Today’s Scripture: Psalm 1:2, KJB- “But his delight is in the law of the LORD; and in his law doth he meditate day and night.”
For most of my life I did not delight in the law. I received love and law from my parents and at church as I grew up. I rarely returned to the law as I left home and began life on my own. When I returned to church in my late twenties, I began remembering times in my life when God’s Word delighted me.
I am thankful for those who brought me back into the law and taught me to live the laws. However, much of my lifestyle hindered my delight in the law. I would be in study groups and Sunday school where it was obvious others did, in fact, delight in the law. I delighted more in looking like I knew the law. I would learn enough to quote some scriptures and carry-on meaningful conversations, but my heart’s delight was not in the law.
Psalm 1:1 begins with describing a blessed person. This person is not someone who is following the counsel of the ungodly. It is easy to fall into the counsel of the ungodly as we become educated in the ways of the world. Many of us lost our way as we left home and found the louder voices of an ungodly world.

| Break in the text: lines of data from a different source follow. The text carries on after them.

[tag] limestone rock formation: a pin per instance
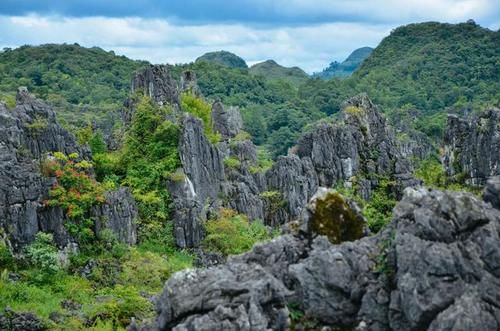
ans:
(472, 147)
(226, 174)
(492, 192)
(227, 122)
(360, 145)
(156, 82)
(435, 267)
(27, 133)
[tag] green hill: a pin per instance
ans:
(433, 66)
(273, 71)
(68, 73)
(224, 58)
(347, 67)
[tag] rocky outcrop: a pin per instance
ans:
(360, 145)
(472, 147)
(435, 267)
(227, 121)
(361, 148)
(491, 192)
(27, 133)
(156, 82)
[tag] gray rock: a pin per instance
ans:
(436, 267)
(119, 214)
(156, 82)
(28, 133)
(472, 147)
(226, 121)
(296, 181)
(189, 83)
(491, 192)
(360, 144)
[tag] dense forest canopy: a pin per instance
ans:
(428, 68)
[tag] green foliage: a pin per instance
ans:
(9, 100)
(281, 140)
(75, 74)
(432, 173)
(272, 71)
(295, 312)
(223, 58)
(232, 233)
(97, 144)
(149, 158)
(264, 161)
(232, 162)
(202, 110)
(274, 200)
(75, 191)
(378, 210)
(42, 253)
(334, 218)
(347, 67)
(7, 261)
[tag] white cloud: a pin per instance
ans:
(310, 47)
(395, 11)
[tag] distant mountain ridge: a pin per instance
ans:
(224, 58)
(347, 67)
(274, 71)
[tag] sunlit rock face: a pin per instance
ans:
(472, 147)
(27, 133)
(444, 244)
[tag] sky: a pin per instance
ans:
(305, 33)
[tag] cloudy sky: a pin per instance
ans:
(305, 33)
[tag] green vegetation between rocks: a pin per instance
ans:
(231, 233)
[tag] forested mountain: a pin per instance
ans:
(347, 67)
(127, 189)
(427, 69)
(273, 71)
(223, 58)
(68, 73)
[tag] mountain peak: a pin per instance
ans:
(224, 58)
(348, 66)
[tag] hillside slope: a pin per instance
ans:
(347, 67)
(273, 71)
(60, 73)
(433, 66)
(224, 58)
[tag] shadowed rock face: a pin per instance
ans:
(27, 132)
(156, 82)
(472, 147)
(435, 267)
(361, 144)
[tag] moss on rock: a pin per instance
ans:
(336, 219)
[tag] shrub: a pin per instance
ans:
(38, 125)
(232, 162)
(378, 210)
(75, 192)
(274, 200)
(202, 110)
(7, 261)
(232, 233)
(42, 253)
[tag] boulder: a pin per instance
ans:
(472, 147)
(436, 266)
(27, 133)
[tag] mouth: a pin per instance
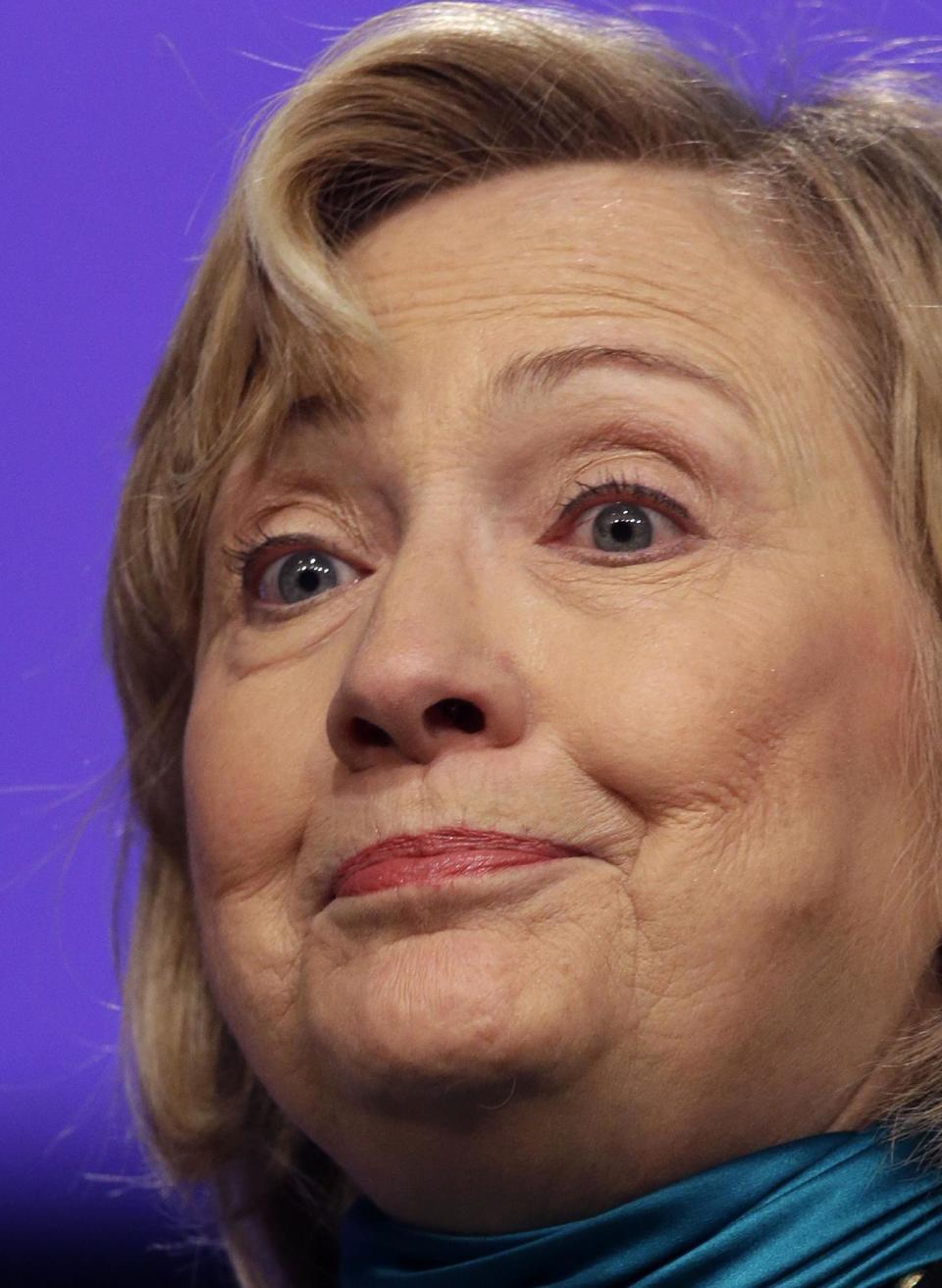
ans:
(433, 856)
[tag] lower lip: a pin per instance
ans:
(432, 869)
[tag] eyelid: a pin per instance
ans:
(245, 558)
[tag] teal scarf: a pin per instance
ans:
(831, 1211)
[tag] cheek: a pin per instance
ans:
(247, 800)
(247, 791)
(712, 698)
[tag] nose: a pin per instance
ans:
(428, 674)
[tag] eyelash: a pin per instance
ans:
(243, 558)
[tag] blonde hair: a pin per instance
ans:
(419, 99)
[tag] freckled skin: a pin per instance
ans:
(719, 725)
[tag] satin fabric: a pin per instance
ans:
(834, 1211)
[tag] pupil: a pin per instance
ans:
(628, 526)
(303, 575)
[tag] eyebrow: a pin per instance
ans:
(536, 373)
(543, 371)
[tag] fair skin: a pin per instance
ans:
(712, 717)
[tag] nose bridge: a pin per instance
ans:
(433, 601)
(429, 666)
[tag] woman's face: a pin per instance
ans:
(710, 711)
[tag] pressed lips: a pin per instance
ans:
(457, 842)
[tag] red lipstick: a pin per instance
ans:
(431, 858)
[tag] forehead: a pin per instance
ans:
(609, 254)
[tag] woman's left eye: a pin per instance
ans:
(626, 525)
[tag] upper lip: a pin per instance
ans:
(445, 840)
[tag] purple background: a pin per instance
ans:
(120, 122)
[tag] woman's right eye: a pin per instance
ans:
(296, 576)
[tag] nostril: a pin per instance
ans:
(370, 735)
(457, 712)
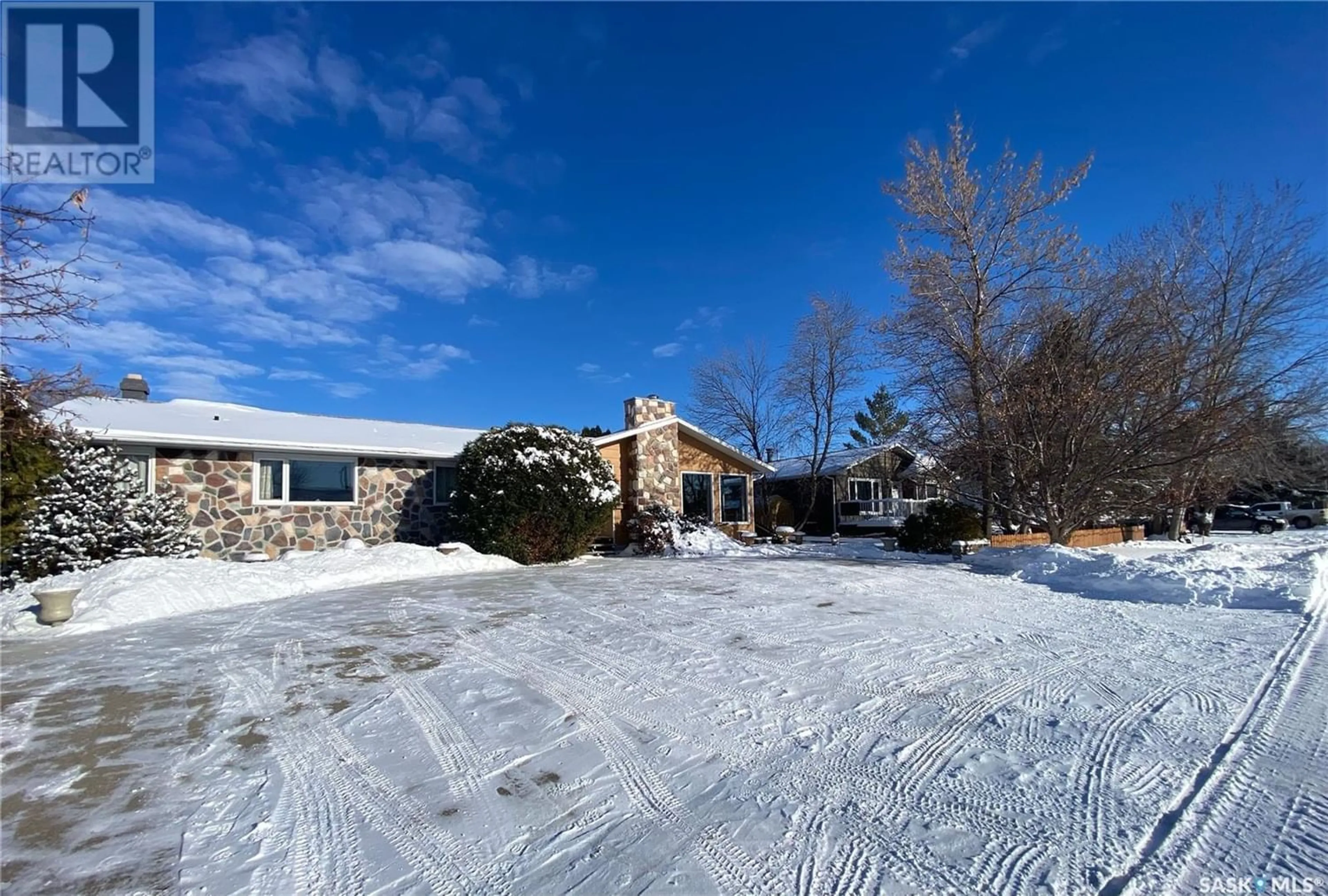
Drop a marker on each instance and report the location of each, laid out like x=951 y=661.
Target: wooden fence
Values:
x=1081 y=538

I am thankful for those who brought me under their wings and delight for the law. I could witness their delight when I only gave enough of myself to look good. I had one foot in ungodly territory and one foot in what delighted God. I am thankful that God brought friends and mentors into my life who were sharing their desires to find delight in the law of God.
I finally found delight in the law, not because I wanted to find this delight but that I had to. When attempting to straddle the fence finally failed me, I turned to the law of the LORD because I needed to know God. I didn’t go to God’s Law to be blessed or delighted. I went to His Word to find hope, understanding and meaning. I turned to the word of God out of my brokenness. I had tried the ways of my flesh. My ways brought me to my knees as a broken vessel.

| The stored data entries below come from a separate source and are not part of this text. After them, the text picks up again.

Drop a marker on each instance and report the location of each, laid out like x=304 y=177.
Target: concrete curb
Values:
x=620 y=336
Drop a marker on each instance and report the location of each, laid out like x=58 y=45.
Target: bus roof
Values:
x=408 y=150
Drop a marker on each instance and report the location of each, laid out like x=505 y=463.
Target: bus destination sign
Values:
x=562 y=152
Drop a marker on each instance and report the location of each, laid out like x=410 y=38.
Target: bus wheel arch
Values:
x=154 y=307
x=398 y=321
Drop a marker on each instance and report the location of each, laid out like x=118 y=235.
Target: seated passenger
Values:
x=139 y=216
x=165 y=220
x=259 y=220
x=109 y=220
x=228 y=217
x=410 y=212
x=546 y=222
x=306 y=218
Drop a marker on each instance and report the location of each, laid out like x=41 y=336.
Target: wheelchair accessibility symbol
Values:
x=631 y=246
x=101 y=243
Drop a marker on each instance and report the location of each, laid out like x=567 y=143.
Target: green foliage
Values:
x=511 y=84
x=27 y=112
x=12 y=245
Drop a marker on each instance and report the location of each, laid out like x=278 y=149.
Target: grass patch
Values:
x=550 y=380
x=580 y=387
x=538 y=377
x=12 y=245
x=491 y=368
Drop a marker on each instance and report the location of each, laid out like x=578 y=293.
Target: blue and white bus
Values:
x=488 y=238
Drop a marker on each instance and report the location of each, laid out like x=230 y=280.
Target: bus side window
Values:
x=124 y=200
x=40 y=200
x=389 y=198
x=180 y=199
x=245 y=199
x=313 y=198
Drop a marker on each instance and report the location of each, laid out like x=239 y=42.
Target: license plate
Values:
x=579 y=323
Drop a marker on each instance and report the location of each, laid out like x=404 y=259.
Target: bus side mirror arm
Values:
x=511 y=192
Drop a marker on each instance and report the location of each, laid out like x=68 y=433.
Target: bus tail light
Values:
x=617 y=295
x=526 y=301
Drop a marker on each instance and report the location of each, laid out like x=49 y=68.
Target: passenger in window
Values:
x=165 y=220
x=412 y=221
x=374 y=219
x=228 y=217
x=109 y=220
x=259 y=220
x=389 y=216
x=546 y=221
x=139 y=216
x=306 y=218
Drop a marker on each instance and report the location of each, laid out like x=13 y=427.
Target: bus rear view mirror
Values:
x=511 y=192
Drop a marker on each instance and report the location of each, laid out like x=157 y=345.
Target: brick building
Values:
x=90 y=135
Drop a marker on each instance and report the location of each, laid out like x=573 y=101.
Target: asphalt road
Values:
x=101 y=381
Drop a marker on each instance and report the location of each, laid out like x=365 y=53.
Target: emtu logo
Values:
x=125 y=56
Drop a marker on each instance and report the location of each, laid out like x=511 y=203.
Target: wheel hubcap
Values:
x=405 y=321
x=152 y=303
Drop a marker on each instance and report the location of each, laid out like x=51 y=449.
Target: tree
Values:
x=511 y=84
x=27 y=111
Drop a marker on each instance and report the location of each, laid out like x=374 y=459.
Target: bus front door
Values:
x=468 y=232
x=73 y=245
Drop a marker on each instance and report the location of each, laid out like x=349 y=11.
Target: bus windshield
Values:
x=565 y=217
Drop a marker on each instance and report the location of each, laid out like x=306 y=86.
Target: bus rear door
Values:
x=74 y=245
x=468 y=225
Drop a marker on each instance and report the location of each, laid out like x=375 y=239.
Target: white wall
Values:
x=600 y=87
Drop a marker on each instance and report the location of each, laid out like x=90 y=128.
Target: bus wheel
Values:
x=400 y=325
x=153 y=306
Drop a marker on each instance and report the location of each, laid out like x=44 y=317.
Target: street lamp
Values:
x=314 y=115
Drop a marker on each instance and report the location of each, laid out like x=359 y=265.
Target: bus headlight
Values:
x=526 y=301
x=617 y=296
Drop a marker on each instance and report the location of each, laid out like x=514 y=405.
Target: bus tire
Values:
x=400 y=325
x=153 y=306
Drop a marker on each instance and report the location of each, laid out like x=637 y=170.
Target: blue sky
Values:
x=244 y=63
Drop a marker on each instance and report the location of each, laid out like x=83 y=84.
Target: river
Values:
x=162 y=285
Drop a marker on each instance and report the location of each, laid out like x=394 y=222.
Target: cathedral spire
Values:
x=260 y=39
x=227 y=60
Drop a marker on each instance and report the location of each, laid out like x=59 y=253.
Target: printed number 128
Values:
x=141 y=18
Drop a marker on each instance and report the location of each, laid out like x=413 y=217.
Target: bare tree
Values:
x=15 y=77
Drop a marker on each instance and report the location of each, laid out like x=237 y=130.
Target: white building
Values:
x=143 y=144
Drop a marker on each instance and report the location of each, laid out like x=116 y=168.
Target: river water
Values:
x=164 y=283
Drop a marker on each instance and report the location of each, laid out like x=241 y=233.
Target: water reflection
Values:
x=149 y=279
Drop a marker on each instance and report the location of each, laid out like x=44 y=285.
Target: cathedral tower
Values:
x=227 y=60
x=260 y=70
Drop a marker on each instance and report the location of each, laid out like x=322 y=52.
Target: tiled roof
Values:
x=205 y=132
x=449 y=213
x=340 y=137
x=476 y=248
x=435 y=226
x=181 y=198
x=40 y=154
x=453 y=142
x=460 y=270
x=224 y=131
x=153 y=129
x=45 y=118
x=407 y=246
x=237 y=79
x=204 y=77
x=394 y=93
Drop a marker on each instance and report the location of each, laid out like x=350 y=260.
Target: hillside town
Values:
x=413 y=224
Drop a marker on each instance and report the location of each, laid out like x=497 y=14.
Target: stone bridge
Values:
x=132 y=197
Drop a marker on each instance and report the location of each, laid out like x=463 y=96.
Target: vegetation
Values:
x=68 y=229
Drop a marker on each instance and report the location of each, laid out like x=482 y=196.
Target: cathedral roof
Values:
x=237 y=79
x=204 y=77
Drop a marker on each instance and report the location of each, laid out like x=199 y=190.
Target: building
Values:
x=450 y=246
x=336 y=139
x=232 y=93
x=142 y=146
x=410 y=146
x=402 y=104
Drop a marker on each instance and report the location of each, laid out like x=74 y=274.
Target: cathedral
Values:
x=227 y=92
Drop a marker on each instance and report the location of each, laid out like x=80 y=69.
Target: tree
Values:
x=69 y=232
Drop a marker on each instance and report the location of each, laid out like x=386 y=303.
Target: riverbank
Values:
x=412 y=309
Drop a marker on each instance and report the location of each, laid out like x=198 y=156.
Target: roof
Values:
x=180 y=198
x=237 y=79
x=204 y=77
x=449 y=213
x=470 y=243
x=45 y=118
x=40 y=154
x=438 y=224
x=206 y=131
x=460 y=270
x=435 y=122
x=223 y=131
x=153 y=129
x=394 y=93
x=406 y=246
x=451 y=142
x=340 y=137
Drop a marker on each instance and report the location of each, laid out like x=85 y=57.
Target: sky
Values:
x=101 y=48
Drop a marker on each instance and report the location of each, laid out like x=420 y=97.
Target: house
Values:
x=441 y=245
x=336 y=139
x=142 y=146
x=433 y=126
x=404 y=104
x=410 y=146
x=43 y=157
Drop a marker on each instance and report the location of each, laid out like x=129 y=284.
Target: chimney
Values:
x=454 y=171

When “life met knees” I began to read His Word again. This time not out of legalism or guilt; not out of trying to earn God’s or someone else’s approval, but out of a need-to-know how to fix a broken life. Six months after restarting this journey, God impressed upon me one morning that every affirmation I would ever need would be found in His word. I began the treasure hunt that morning and fifteen years later it continues. It has become my greatest delight.
In losing myself I have found myself and my delights in the law of the LORD. As David promised us here in Psalm 1, we will find delight in the law when we meditate on it day and night. We are fed by the Word, and we find true prosperity and delights there. As our roots grow deeper into the Word of God our life has deeper meaning. We find God’s way for us.

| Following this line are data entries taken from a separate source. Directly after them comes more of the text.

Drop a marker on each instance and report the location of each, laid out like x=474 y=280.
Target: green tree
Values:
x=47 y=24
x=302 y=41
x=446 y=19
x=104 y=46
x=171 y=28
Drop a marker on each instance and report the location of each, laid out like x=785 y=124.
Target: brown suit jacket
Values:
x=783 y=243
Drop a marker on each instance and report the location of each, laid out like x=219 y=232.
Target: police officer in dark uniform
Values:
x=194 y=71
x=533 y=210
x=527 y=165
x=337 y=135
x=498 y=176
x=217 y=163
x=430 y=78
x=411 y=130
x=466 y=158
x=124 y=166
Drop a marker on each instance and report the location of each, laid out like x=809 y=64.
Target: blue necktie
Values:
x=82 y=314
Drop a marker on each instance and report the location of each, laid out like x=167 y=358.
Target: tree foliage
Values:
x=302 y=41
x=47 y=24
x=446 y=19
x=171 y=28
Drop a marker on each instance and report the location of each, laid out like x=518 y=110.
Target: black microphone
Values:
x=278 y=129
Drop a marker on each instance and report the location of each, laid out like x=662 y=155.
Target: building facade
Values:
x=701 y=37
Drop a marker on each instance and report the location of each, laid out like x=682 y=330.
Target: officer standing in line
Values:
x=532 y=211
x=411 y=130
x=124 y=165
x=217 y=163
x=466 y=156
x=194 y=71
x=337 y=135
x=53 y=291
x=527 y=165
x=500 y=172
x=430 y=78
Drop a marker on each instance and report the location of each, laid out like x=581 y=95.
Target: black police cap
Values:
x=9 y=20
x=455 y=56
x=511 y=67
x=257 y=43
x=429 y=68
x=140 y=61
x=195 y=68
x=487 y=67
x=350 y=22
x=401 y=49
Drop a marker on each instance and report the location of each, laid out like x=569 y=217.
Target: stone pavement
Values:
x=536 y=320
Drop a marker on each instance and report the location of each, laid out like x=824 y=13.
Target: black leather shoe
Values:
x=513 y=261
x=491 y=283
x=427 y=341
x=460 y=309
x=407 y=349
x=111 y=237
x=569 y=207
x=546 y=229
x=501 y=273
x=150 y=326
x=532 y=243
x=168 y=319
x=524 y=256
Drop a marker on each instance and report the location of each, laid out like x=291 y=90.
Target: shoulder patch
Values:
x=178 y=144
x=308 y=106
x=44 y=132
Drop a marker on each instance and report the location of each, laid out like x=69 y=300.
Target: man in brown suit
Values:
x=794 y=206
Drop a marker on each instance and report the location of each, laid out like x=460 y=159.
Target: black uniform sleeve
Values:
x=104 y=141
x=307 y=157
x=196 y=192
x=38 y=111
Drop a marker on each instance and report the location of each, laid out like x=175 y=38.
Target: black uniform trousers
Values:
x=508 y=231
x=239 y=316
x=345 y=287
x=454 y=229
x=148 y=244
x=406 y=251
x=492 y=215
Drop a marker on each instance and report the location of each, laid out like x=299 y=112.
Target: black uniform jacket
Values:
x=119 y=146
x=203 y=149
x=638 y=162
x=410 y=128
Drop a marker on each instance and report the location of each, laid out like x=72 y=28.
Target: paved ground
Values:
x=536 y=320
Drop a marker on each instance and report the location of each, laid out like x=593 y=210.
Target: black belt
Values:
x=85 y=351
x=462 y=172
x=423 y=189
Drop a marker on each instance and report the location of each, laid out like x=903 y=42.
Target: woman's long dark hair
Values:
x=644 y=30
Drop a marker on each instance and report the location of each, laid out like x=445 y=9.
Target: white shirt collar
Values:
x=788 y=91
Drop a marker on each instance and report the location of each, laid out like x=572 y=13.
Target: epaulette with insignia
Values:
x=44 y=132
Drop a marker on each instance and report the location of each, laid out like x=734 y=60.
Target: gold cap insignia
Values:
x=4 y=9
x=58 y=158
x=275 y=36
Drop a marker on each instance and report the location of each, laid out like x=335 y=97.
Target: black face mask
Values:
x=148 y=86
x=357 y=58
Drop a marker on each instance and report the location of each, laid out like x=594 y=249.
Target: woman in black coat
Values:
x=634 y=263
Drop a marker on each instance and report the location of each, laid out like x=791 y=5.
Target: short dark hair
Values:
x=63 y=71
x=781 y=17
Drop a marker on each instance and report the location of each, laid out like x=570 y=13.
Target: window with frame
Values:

My purpose in sharing my journey is so others too will find the delight in God’s law that I have found. I pray that seeds are planted so others will find their knees and this delight I have found. If you are seeking meaning I challenge you to begin the process of meeting God on your knees and opening His law to see the delight you will surely find.
Today’s Prayer: Heavenly Father, thank You for Your law. Thank You for meeting us, teaching us, and watching over our ways. Thank You for the delight You grant us in Your laws. Thank You for sharing the true meaning to life. Continue to guide us and strengthen our roots so we bear the fruits of Your kingdom and will. In Your Law I do delight and meditate day and night. Amen.